O certo é que ao principiar a reunião evangélico-doutrinária, Olga aquietou-se, ouviu placidamente o comentário, desdobrado por inúmeros oradores da noite espiritual.
Acerquei-me dela lá no saguão do Luiz Gonzaga. Conversamos naturalmente. Dissera-me estar ali pela primeira vez, na esperança de conseguir um bálsamo para o seu sofrimento.
Não conhecia o Chico. Sentia coisas estranhas e era avassalada por “força desconhecida” que a levava a fazer o que não podia... E não queria. Desviava-a para situações menos dignas, libidinosas. Após cessado o “assalto”, a “força” se saciava, retirando-se e deixando-a aniquilada... E desencantada, sentia-se, depois de passar a crise, ela mesma, com sua lucidez...
Mas os momentos em que se sentia assim eram tão efêmeros...
De supetão, roendo-me a curiosidade, fiz a pergunta:
- Como se chama a sua avó?...
- Chamava-se... Já morreu. Era Mara J. B. (pronunciou pausadamente o nome por inteiro da entidade de além-túmulo anteriormente registrada pela mediunidade do Chico).
Fenômeno curioso... O vampirismo além da vida!
Tal avó, tal neta! Uma, sustentáculo da outra, carregando o mesmo fardo, o mesmo vício mental!
Junho de 1955...
Um dia de sol... Galeria... Casa de lanches finos. Av. Afonso Pena, Belo Horizonte.
Parado à porta, eu observava interessante movimentação de automóveis ao longe, vendo até que ponto chegava a perícia de um chofer, quando...
- Vem!... Vem!...
Era a Olga! Transtornada, com as mesmas manias, e com ela, pelos sintomas, em torturada influência, a avó desencarnada!

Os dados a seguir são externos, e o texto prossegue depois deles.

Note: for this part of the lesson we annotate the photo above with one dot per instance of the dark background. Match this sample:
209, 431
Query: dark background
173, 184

Não me reconhecera, nem se lembrava de mim! O ser invisível anuviava-lhe mais uma vez a consciência...
Queria perpetuar o domínio!...
E lá se foi outra vez, passos largos, bolsinha à tiracolo, agitada, afetada, chamando a atenção dos homens...

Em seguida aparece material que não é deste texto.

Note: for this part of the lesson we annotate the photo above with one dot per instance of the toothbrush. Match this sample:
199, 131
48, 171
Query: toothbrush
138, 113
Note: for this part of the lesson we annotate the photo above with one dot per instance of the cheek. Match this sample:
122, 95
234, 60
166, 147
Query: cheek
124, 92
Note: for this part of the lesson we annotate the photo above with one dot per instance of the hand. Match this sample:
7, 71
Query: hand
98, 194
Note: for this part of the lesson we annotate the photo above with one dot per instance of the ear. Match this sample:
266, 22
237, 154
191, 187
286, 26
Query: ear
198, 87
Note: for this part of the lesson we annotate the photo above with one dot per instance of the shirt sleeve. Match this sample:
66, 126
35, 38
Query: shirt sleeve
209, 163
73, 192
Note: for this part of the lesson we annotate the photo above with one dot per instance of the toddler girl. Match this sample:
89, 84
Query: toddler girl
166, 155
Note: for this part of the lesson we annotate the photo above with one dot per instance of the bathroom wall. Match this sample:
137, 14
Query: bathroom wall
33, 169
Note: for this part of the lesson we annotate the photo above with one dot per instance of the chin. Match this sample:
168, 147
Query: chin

Parece uma dessas torturadas a longas provações...
Rebusco os meus guardados, curiosos, interessantes e este caso despertará a curiosidade do nosso ilustrado Prof. Ramiro Gama, que certamente gostaria de conta-lo em seus Lindos Casos de Chico Xavier.
Ainda, depois daquela tarde, vi Olga “com a avozinha às costas”, como diz o meu amigo José Amorim, conhecedor do caso.
“Meus guardados... quantos alfarrábios tu não ocultas?...”
Ramiro Gama
(*) Frase textual do médium
(**) Substituição do nome real, para evitar dissabores e ressentimentos familiares.